I'd like to see marshalling as a language feature. It's compilable, done often, and has an effect on performance. Many marshalling systems, from OpenRPC to protocol buffers, use a precompiler. But that adds another level of language.

geofft · on Nov 16, 2014

> That the sender can probably crash the receiver with a malformed offset in a message.

Errr, that would be a major bug in capnproto. While it's definitely possible the software has bugs, it's certainly a design constraint that the sender absolutely cannot crash the receiver.

http://kentonv.github.io/capnproto/faq.html#arent-messages-t...

cwp · on Nov 15, 2014

Impossible to know up front.

I think one issue you'd run across when doing something like that it that Node is not an application in the sense that Redis is an application. It's mostly a JIT-compiler for applications that are written in Javascript. Porting a Node application to run on Arrakis would probably involve changes to both Node and the Javascript application code, particularly if you want to run close to the hardware performance limits. That's doable, but I doubt you could preserve the APIs that Node currently exposes to applications. (The FS module would be especially problematic!)

What could be useful is to ditch Node's existing IO APIs and provide bindings to the Arrakis IO library directly.

binarymax · on Nov 15, 2014

I'm not a systems guy either, but from watching the video, I don't think it would be applicable. The example used was Redis and Memcached which, while both having rich APIs, are very purpose built for data tasks. The purpose of Arrakis is to remove the kernel layer from the data-plane for minimum overhead when doing that type of I/O.

Node is not a data specific application and won't live entirely in the data-plane. It is general purpose and libuv especially has a lot of moving parts that might blur between the data-plane and control-plane. I would imagine you would have better luck building a unikernel dedicated for node than to try and shoehorn node into Arrakis.

arstneio · on Nov 15, 2014

The main enabler seems to be the fact that isolation is now redundantly enforced in two places - both by the kernel, and by IO device drivers.
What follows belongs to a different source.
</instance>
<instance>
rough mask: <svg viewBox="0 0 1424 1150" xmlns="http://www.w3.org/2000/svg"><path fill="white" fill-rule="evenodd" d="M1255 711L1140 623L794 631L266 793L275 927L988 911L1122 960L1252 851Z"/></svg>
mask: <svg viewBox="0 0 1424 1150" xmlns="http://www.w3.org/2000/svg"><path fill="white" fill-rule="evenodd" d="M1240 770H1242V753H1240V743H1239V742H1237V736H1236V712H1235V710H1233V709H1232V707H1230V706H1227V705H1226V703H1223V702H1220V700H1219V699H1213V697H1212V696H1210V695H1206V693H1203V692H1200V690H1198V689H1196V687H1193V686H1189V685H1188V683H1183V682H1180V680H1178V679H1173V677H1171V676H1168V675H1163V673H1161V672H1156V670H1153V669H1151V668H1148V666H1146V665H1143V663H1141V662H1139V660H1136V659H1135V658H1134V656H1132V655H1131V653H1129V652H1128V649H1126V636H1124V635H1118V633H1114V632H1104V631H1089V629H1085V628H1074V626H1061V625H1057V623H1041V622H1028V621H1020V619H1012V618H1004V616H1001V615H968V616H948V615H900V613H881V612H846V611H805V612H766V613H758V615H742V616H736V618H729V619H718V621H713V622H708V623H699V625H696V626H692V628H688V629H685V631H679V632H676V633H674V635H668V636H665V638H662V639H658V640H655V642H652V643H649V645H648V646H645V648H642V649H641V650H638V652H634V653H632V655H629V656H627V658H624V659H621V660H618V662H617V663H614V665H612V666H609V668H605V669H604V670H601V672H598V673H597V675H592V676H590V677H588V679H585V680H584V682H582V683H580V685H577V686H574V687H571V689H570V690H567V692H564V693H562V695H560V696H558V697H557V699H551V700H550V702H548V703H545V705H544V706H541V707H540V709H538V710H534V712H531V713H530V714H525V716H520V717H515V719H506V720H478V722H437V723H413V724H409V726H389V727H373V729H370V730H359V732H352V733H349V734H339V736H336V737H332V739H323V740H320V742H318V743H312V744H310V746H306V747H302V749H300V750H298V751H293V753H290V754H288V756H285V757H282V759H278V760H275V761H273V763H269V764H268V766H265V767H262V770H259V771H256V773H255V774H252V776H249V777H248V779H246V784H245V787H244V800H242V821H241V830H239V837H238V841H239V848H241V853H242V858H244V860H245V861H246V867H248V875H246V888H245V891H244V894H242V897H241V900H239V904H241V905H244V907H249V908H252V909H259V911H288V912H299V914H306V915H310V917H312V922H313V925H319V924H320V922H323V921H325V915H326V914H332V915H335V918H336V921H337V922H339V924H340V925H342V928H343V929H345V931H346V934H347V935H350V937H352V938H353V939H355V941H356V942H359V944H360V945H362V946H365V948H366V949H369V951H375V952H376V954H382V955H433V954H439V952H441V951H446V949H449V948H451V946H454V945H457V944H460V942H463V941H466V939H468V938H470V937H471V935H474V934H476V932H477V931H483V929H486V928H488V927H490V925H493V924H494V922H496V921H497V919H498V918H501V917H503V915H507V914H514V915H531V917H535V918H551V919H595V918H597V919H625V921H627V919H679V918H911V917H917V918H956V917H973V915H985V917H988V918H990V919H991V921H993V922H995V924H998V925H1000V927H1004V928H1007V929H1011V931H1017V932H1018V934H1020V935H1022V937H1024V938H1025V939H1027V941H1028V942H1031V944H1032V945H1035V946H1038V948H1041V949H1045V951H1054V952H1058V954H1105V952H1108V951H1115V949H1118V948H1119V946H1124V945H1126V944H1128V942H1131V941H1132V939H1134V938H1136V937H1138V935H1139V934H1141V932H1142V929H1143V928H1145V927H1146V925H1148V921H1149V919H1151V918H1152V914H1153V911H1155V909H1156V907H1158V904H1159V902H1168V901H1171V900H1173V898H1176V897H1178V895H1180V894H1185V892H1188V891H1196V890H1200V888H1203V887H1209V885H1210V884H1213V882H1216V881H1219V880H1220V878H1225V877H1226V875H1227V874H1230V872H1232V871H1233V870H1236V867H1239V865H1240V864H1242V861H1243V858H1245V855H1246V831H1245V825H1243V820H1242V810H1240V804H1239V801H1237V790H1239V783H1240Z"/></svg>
In return for making the hardware support non-optional, Arrakis eliminates the kernel's involvement.

rbanffy · on Nov 15, 2014

> The main enabler seems to be the fact that isolation is now redundantly enforced in two places

Can the kernel realize it and, if the hardware can manage isolation with OS semantics, step aside?

This isolation support in hardware reminds me of the "Software on Silicon" thing Oracle has shown on their new SPARC. Is offloading more and more application and OS level logic to hardware going to explode?

MrDom · on Nov 16, 2014

Darn, I thought this was going to be about audio consoles[1].

[1]: http://arrakis-systems.com

digi_owl · on Nov 16, 2014

So in essence this is akin to running DOS inside a hardware assisted VM?